Rubio, top Republican on the Senate Intelligence Committee, said he can’t envision a scenario in which Putin wins the war against Ukraine, which he invaded Feb. 24.
The Florida senator said Ukraine is “on a key path to regain a lot of territory.”
“Putin is down to two choices here.,” Rubio said on CNN’s “State of the Union.”
“They can design defensive lines and say, ‘here’s where we’re going to draw some lines and this is the territory we’re going to try to hold on to’ and concentrate his forces in that regard, and take a couple of years to retrofit their forces or… they can retreat and continue to lose territory,” Rubio said.
And lacking the military offensive capability, Putin’s unpredictability in how he’ll respond raises concerns, Rubio said.
“If he decides, for example, that the NATO arming of, and the European arming and the US arming of Ukraine is causing not just him to lose his war and, therefore, undermine his grip on power, but, in fact, perhaps threatening his own forces… I think it’s quite possible that he could end up striking some of these distribution places where these supplies are coming through, including inside Poland,” the senator said.

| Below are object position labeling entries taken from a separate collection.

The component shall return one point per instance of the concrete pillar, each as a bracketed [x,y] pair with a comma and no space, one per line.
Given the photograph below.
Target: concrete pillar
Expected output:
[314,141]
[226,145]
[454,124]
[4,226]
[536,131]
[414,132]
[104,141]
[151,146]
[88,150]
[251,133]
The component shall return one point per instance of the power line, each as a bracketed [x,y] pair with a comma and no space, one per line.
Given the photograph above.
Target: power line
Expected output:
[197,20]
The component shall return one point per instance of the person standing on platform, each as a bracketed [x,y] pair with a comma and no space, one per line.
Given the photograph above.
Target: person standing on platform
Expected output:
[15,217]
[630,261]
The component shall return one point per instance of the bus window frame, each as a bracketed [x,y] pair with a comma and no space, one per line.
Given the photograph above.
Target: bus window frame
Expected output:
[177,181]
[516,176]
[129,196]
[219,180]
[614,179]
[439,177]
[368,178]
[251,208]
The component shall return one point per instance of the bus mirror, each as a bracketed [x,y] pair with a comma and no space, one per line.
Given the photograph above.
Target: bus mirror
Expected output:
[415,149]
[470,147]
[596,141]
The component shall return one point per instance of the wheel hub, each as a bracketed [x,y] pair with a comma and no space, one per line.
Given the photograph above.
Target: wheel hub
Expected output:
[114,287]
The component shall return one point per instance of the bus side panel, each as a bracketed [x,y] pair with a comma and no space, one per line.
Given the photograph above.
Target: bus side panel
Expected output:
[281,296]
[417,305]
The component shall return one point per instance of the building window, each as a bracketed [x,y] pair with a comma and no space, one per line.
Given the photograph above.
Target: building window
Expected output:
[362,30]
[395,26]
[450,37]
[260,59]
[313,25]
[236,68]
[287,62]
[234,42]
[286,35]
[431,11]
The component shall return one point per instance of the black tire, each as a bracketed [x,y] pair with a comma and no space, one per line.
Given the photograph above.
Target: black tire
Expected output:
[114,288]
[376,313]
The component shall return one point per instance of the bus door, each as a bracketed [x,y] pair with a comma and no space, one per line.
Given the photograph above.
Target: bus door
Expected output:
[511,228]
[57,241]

President Volodymyr Zelensky on Sunday announced Ukrainian troops are in control of Lyman, as Ukrainian media showed images of troops displaying the country’s yellow-and-blue flag in the city.
Lyman is in Donetsk, one of four regions Russia illegally annexed last Friday after conducting a series of bogus elections.
But Ukraine’s counteroffensive in the region over the past several weeks has managed to retake territory, embarrassing the Kremlin and sparking protests against Putin, who raised the possibility of using nuclear weapons to support his embattled troops.
NATO secretary-general Jens Stoltenberg on Sunday warned Putin that any use of nuclear weapons will prompt “severe consequences” for Russia.
”The rhetoric by President Putin, the nuclear rhetoric, is dangerous. It’s reckless but it’s actually something we have heard several times before. But that doesn’t change the fact that this is dangerous,” Stoltenberg said on NBC News’ “Meet the Press.”
”That’s also a reason why we have so clearly conveyed to President Putin that any use of nuclear weapons will have severe consequences for Russia. … And we have also made it clear that a nuclear war cannot be won and must never be fought. And this is a message that NATO and NATO allies convey clearly to Russia,” he added.
In the interview, Stoltenberg was asked about Putin trying to include NATO in the war.
“First of all, this is a war that President Putin has started. It’s a war by his choice. Second, NATO is not a party to this conflict. What we do is that we provide support to Ukraine, an independent sovereign nation in Europe that has the right to defend itself against the war of aggression,” he said.
Defense Secretary Lloyd Austin said he believes Ukraine, bolstered by weapons supplied by the US and NATO, is also “making progress” in the Kherson region, noting a “kind of change in battlefield dynamics.”
“They’ve done very, very well in the Kharkiv area and moved to take advantage of opportunities. The fight in the… the Kherson region’s going a bit slower, but they’re making progress,” Austin said on CNN’s “Fareed Zakaria GPS” that aired Sunday.
Faced with the resolve of the Ukrainian forces, former CIA director Gen. David Petraeus said Putin faces a “dire” situation.
“Vladimir Putin finds himself in an irreversibly desperate situation” because Ukraine has been more successful at mobilizing its forces and has put his military on their heels, he said.
“At the end of the day, the situation looks very dire indeed for Vladimir Putin,” Petraeus told John Catsimatidis on his WABC 770 AM radio show in an interview that aired Sunday.